2. Regelt ein Arbeitsvertrag ein "jährliches Entgelt" in bezifferter Höhe, dessen Zahlung in 13 Monatsgehältern in ebenfalls bezifferter Höhe erfolgt, und eine durchschnittliche Regelarbeitszeit von 40 Wochenstunden, folgt daraus nicht, dass die Vergütung unabhängig von den erbrachten Arbeitsleistungen zu zahlen wäre und sich die Parteien von dem Grundsatz "Ohne Arbeit kein Lohn" hätten lösen wollen.
3. Einstweiliger Rechtsschutz auf Verringerung und Verteilung von Arbeitszeit ist trotz seiner Erfüllungswirkung nicht grundsätzlich ausgeschlossen. Die Wertung des § 894 ZPO steht dem nicht generell entgegen und seine Gewährung ist aus Gründen des effektiven Rechtsschutzes auch geboten.
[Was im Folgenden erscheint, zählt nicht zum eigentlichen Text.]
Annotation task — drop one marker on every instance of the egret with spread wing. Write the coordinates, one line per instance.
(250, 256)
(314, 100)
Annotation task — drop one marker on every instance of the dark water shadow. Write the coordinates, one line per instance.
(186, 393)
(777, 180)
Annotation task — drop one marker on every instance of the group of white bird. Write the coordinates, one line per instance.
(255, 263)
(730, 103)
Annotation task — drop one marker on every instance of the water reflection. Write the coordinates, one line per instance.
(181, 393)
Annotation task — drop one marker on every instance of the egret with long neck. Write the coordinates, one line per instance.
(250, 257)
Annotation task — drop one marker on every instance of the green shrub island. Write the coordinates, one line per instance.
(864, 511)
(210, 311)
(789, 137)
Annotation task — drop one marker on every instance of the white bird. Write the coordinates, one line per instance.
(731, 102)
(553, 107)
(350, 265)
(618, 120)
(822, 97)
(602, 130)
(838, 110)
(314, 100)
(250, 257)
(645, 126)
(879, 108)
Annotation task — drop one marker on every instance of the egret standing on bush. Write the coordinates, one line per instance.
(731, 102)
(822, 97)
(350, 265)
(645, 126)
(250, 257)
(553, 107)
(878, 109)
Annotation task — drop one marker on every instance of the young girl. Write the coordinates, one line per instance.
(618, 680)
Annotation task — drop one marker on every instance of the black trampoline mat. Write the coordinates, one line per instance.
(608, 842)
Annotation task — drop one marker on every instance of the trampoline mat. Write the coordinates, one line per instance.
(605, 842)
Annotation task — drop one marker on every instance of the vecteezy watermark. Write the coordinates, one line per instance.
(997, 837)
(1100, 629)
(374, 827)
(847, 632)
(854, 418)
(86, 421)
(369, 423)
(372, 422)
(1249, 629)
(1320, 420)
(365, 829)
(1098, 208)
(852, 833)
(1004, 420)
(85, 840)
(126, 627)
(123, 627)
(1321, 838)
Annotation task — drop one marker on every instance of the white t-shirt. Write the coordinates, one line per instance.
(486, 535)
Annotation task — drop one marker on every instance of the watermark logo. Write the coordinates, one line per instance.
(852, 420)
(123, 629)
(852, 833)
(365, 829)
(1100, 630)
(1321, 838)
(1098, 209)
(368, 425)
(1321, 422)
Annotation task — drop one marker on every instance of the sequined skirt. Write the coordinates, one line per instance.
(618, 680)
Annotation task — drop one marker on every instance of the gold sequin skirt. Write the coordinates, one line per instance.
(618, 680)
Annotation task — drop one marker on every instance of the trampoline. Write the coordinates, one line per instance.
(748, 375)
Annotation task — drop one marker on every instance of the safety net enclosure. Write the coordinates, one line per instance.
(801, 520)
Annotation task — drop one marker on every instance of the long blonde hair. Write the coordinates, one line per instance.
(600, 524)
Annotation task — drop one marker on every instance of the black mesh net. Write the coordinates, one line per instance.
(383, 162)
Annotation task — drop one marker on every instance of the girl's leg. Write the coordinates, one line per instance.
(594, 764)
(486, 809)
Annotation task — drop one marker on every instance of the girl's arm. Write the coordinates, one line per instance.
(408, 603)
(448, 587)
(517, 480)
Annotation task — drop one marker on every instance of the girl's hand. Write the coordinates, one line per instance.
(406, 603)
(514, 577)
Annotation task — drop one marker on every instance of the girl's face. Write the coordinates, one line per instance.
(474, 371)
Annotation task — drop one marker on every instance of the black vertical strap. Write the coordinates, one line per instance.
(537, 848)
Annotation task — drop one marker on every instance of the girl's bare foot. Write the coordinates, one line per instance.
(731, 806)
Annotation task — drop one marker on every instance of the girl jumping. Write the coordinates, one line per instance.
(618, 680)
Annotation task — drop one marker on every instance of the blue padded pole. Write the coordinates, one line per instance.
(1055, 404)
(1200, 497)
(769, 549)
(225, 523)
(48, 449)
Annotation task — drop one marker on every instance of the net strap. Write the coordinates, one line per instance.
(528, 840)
Der Verfügungsgrund erfordert aber, dass der Arbeitnehmer seinerseits Gründe dafür darlegen kann, dass er auf die Arbeitszeitreduzierung dringend angewiesen ist. Der Arbeitgeber kann auch im Rahmen des einstweiligen Verfügungsverfahrens entgegenstehende betriebliche Gründe geltend machen. An Darlegung und Glaubhaftmachung von Verfügungsanspruch und Verfügungsgrund sind strenge Anforderungen zu stellen.
Leitsatz (redaktionell)
Willenserklärungen und Verträge sind nach §§ 133 und 157 BGB so auszulegen, wie die Parteien sie nach Treu und Glauben, unter Berücksichtigung der Verkehrssitte und vom Wortlaut ausgehend, verstehen mussten. Zur Ermittlung des wirklichen Willens der Parteien sind auch die außerhalb der Vereinbarung liegenden Umstände einzubeziehen, soweit sie einen Schluss auf den Sinngehalt der Erklärung zulassen.
Normenkette
TzBfG § 9a; BGB § 814; ZPO §§ 894, 940; TzBfG § 8 Abs. 2; BGB §§ 133, 157, 305 Abs. 1, § 305c Abs. 2, § 310 Abs. 3 Nr. 2, § 614
Verfahrensgang
ArbG Hamburg (Entscheidung vom 04.11.2019; Aktenzeichen 4 Ga 3/19) |
Tenor
Auf die Berufung der Verfügungsbeklagten wird das Urteil des Arbeitsgerichts Hamburg vom 04. November 2019 - 4 Ga 3/19 - abgeändert.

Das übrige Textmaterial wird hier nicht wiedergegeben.